Dios había prometido a Abraham que su descendencia sería numerosa y poseería un territorio propio que permitiría su crecimiento y expansión y sería una bendición para toda la tierra (Génesis 12:1-3; 15:1-2). Evidentemente, no era “el pueblo más numeroso” porque 200 años después de esa promesa, al llegar a Egipto en tiempos de José, esa descendencia llegaba a 70 varones. Pero cuando salieron de allí, Dios los había transformado en “un pueblo tan numeroso como las estrellas del cielo” (Deuteronomio 10:22) y además, eran libres. Debían ser un “pueblo santo”, en el sentido de apartado y separado especialmente para Dios, y una “posesión exclusiva” es decir, un pueblo especial con una misión clave para la historia (Deuteronomio 7:6). Hay muchos ejemplos bíblicos de los sufrimientos que trajeron personas que no hicieron caso a este criterio divino de pertenencia y se emparentaron con pueblos idólatras: Salomón, Esaú, Sansón y el mismo pueblo en distintos momentos de su historia. Pero el amor de Dios para su elección, no se basaba en sus méritos o grandeza. Fue hecha porque Dios amó al pueblo; no fue en base a sus obras, sino por su sola decisión y elección. Es comparable al amor verdadero de un padre hacia su hijo: existe por la filiación no por sus méritos. El amor de Dios elige libremente a quien quiere y derrama sus bendiciones sobre sus elegidos según su voluntad. El “gran despliegue de fuerza” se refiere al poder usado por Dios para liberarlos de un estado tan importante como lo era Egipto y llevarlos al cumplimiento de su promesa a través de una peregrinación por el desierto e instalarlos en la tierra prometida.

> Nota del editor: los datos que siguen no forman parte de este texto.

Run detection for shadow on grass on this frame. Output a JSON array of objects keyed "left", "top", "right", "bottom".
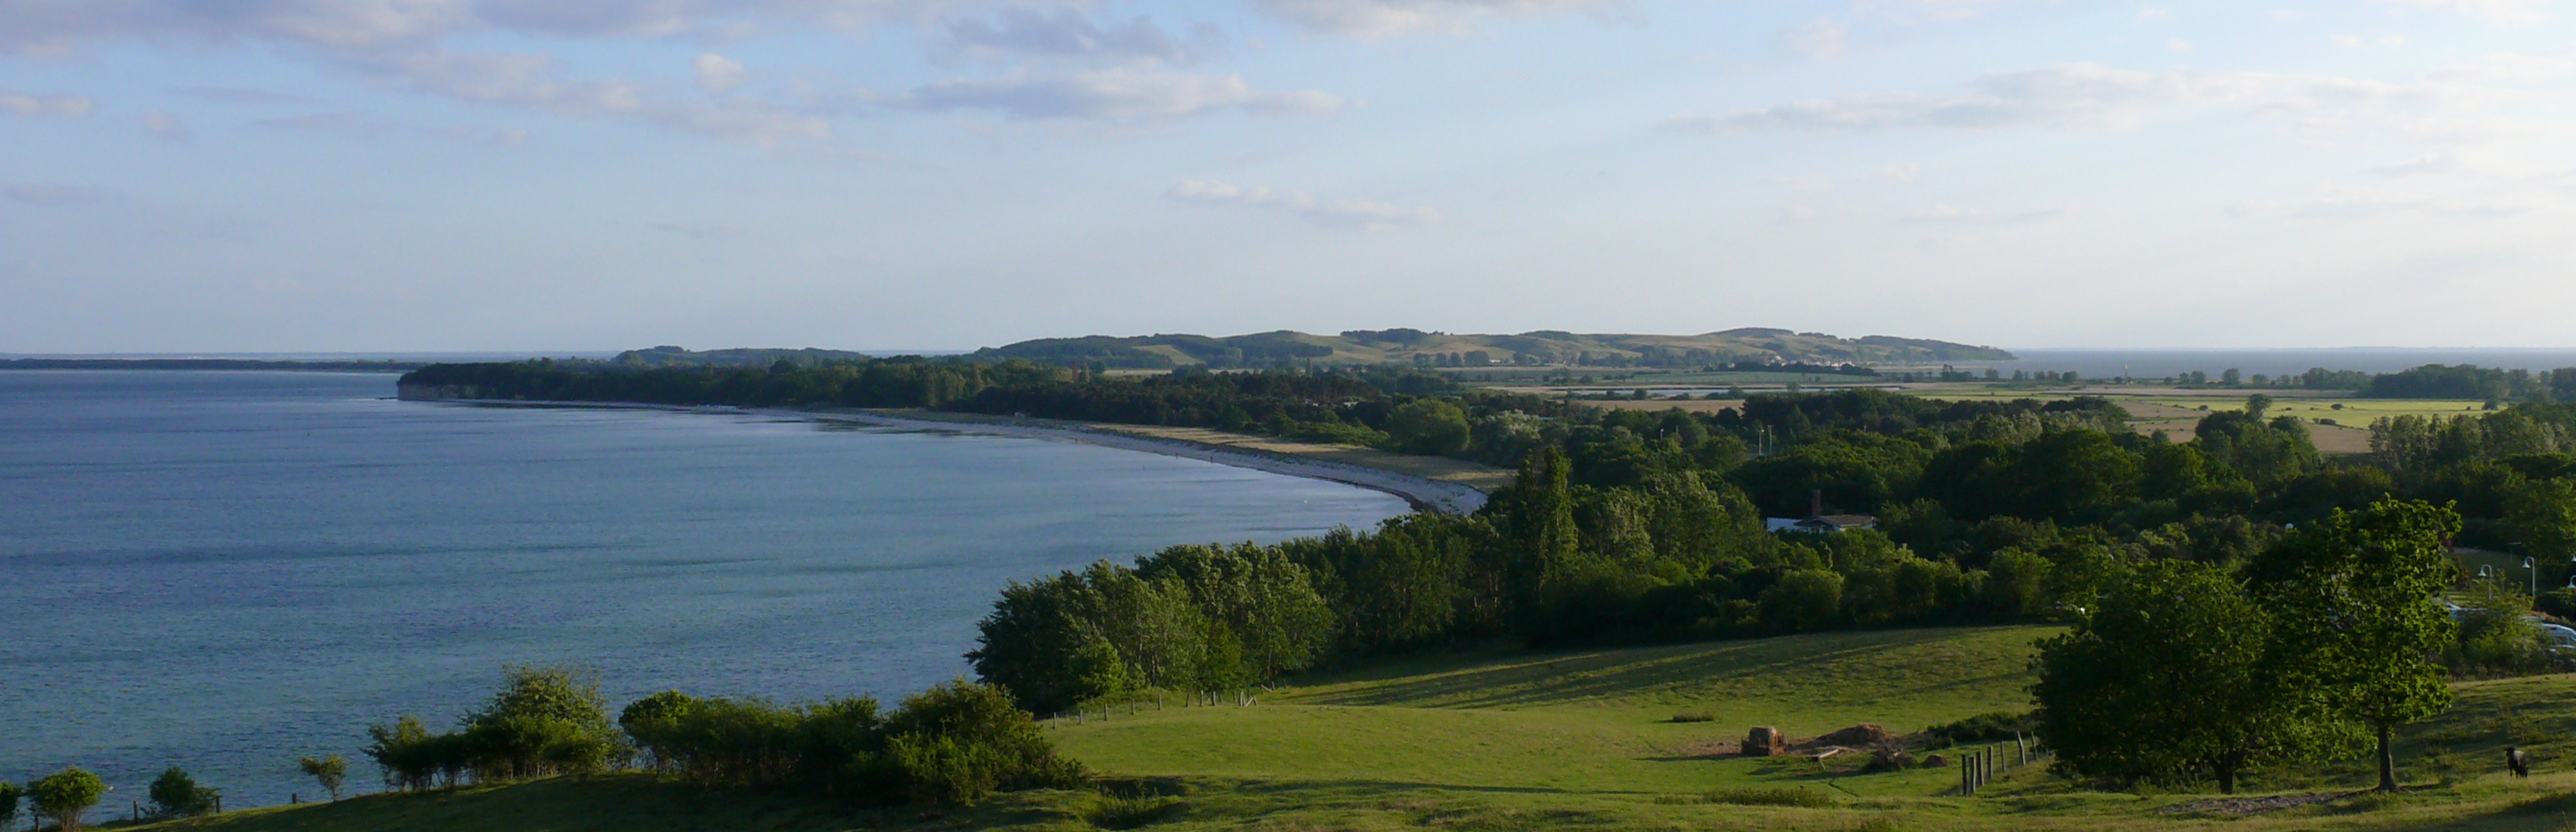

Todavía sigue firme y entero su amor, en su promesa y elección de nosotros como hijos suyos por creación y por redención: “Su divino poder, al darnos el conocimiento de aquel que nos llamó por su propia gloria y excelencia, nos ha concedido todas las cosas que necesitamos para vivir como Dios manda. Así Dios nos ha entregado sus preciosas y magníficas promesas para que ustedes, luego de escapar de la corrupción que hay en el mundo debido a los malos deseos, lleguen a tener parte en la naturaleza divina” (2 Pedro 1:3, 4).